GaN-based LEDs suffer from a phenomenon known as efficiency droop, which causes a (non- thermal) roll-over of the IQE at high current density, and whose underlying physical origin is not well understood. Identifying the correct process is of importance, as it dictates which strategies can be employed to quench or mitigate droop. Among the most often cited hypotheses are: localization effects related to InGaN alloy fluctuations, leakage effects, and Auger scattering. In this contribution, we will present recent experimental results which aim at testing these scenarios. We will first show why droop appears to be a bulk-like phenomenon, rather than transport-related.

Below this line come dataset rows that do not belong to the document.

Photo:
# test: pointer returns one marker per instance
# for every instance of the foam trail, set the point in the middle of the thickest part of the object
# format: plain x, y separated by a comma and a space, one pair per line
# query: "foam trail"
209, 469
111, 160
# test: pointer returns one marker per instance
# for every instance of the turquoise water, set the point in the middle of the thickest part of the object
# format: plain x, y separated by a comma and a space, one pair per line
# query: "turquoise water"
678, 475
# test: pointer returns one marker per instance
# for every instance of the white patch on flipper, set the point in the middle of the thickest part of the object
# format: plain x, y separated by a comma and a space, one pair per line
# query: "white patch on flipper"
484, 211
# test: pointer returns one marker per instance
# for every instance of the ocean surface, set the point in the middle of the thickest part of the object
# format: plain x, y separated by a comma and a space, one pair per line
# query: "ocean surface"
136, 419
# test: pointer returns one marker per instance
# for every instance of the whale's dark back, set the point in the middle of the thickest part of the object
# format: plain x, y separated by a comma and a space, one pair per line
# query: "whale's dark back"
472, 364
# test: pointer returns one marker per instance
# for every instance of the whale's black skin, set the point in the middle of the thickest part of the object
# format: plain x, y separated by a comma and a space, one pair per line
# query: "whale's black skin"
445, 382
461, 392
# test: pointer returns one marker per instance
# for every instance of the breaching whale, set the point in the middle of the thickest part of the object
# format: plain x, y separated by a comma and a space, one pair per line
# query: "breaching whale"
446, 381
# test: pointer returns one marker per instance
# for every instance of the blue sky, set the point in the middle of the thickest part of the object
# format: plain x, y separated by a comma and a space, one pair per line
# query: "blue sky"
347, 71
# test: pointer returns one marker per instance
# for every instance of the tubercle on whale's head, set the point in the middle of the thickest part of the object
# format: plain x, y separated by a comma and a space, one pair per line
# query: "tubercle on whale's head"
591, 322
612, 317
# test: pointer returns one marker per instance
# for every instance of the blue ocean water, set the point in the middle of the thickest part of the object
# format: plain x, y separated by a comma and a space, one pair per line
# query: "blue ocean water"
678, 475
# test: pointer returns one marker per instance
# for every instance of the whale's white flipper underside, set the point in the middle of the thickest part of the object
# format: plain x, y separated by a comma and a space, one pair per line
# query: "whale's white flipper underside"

We will present PL measurements to illustrate how droop scales with carrier density, and biased-PL measurements which quantify the magnitude of the leakage current. In a second part, we will present differential carrier lifetime measurements, which aim at characterizing the various recombination processes in InGaN heterostructures. We will review recently published results, which show that droop is caused by the onset of a high-order non-radiative process, and confirm that lifetimes are quantitatively compatible with the hypothesis of Auger scattering. Finally, we will present new lifetime measurements on QW samples with various In contents, and discuss how the variations in droop can be explained by the impact of piezoelectric fields on the carrier lifetime.